I'm sorry, I checked and you added it to 2216 (at least from the changelog for that version), the version I was testing in hardy, not 2310. I was confusing version numbers.

This is one of the entries, for a external usb drive that I share with the windows machines at work:

/dev/disk/by-id/usb-IC25N080_ATMR04-0-0:0-part1 /media/akasa ntfs-3g defaults,users,allow_others,rw,nosuid,nodev,sync,utf8,locale=pt_PT.UTF-8

Notice the two final options, they are mandatory for me to be able to access dirs and documents with accented characters.

For this drive, the unchanged ntfs-3g will only allow mounting it as root.

Reopening. Updating the version has got nothing to do with it.
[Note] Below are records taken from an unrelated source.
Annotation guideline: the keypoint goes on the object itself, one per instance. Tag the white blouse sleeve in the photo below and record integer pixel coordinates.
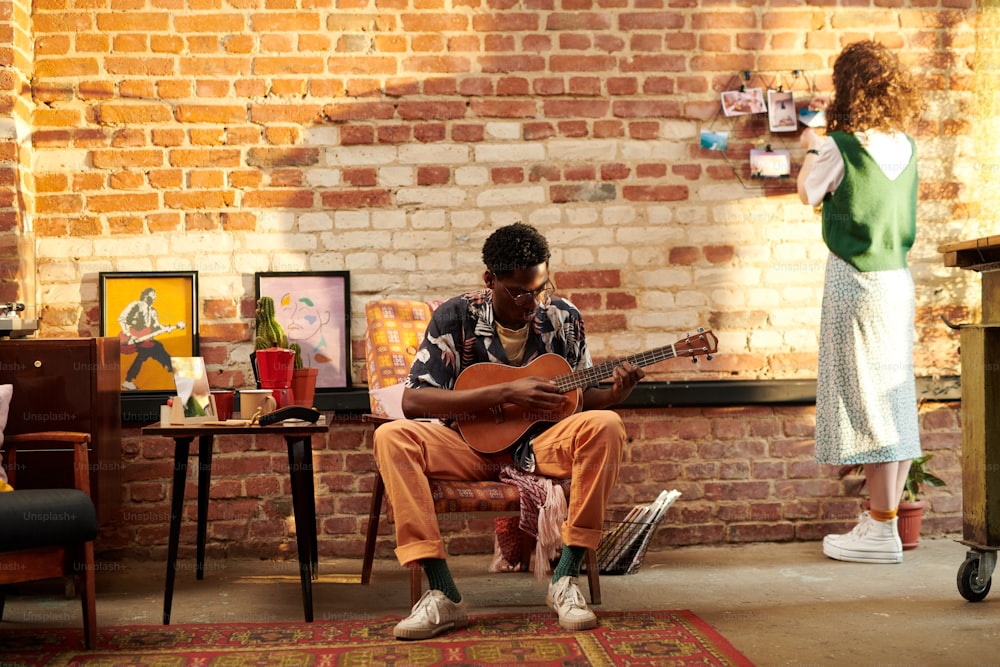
(826, 174)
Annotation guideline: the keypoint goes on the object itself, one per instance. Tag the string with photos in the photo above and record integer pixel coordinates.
(752, 130)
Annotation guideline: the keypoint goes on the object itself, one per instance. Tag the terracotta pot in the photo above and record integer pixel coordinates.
(304, 386)
(910, 517)
(274, 366)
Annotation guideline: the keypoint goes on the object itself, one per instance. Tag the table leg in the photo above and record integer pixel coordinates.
(204, 480)
(304, 507)
(182, 447)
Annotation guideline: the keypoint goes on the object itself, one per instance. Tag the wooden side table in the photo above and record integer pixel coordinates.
(298, 438)
(980, 345)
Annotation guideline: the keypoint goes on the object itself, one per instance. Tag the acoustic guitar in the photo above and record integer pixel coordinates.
(493, 430)
(129, 343)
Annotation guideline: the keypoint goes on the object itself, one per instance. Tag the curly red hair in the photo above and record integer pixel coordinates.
(872, 91)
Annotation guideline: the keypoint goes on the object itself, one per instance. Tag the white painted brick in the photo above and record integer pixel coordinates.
(666, 277)
(432, 154)
(350, 220)
(766, 340)
(728, 298)
(655, 151)
(391, 177)
(726, 276)
(580, 216)
(580, 150)
(421, 240)
(359, 261)
(516, 153)
(323, 178)
(434, 261)
(614, 256)
(467, 219)
(389, 219)
(429, 219)
(355, 156)
(511, 196)
(472, 176)
(578, 257)
(315, 222)
(347, 241)
(329, 261)
(438, 197)
(503, 130)
(399, 261)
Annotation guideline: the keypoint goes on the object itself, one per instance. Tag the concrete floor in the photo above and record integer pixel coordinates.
(780, 604)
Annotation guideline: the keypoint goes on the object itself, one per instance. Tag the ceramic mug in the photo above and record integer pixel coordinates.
(256, 402)
(223, 403)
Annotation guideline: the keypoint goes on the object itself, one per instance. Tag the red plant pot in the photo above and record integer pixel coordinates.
(274, 367)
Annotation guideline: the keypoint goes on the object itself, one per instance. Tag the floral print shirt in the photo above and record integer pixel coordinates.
(461, 333)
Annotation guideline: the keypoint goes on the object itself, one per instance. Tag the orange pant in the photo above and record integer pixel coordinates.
(585, 447)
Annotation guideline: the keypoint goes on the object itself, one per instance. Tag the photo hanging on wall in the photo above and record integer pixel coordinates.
(155, 317)
(314, 308)
(781, 111)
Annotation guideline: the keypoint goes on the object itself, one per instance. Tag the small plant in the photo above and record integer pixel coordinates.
(269, 332)
(917, 477)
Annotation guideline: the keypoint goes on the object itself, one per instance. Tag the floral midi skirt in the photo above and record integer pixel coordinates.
(866, 399)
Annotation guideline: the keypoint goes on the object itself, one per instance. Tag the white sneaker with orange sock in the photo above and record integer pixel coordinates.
(870, 541)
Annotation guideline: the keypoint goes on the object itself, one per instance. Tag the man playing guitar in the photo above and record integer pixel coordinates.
(512, 322)
(140, 323)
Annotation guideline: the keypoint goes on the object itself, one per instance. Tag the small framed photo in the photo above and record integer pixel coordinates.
(743, 102)
(765, 163)
(155, 316)
(781, 111)
(714, 141)
(314, 308)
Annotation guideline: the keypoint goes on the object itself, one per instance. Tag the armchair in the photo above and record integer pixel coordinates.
(394, 332)
(49, 533)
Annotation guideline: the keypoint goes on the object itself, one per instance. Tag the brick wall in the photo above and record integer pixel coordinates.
(388, 138)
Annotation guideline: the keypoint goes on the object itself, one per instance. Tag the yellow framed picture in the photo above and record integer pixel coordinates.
(155, 316)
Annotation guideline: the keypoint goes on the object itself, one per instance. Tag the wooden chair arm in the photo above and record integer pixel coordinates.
(42, 440)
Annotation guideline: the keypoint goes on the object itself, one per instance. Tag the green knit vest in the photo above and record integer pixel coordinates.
(870, 220)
This is in fact a duplicate of bug 162863.

Right, but just to make sure that the problem is well understood,
the problem nowadays is not only that ntfs-3g is not installed setuid-root,
but
also that we don't build it with ntfs-3g's internal fuse library :

http://www.ntfs-3g.org/support.html#useroption

And while not installing setuid-root is easy to fix, building with external fuse libs means that a fix implies rebuilding the ntfs-3g libs, every time the package is updated.

I have this issue with a FAT32 pen drive.
Ubuntu shows no new updates for ntfs-3g,so I downloaded it from the site.

vivek@vivek-desktop:~/ntfs-3g-1.2531$ apt-cache policy ntfs-3g
ntfs-3g:
  Installed: 1:1.2216-1ubuntu2
  Candidate: 1:1.2216-1ubuntu2

Will my problem be fixed if remove fuse-utils and ntfs-3g and compile the ntfs-3g?What else should I do to overcome this problem?

Status changed to 'Confirmed' because the bug affects multiple users.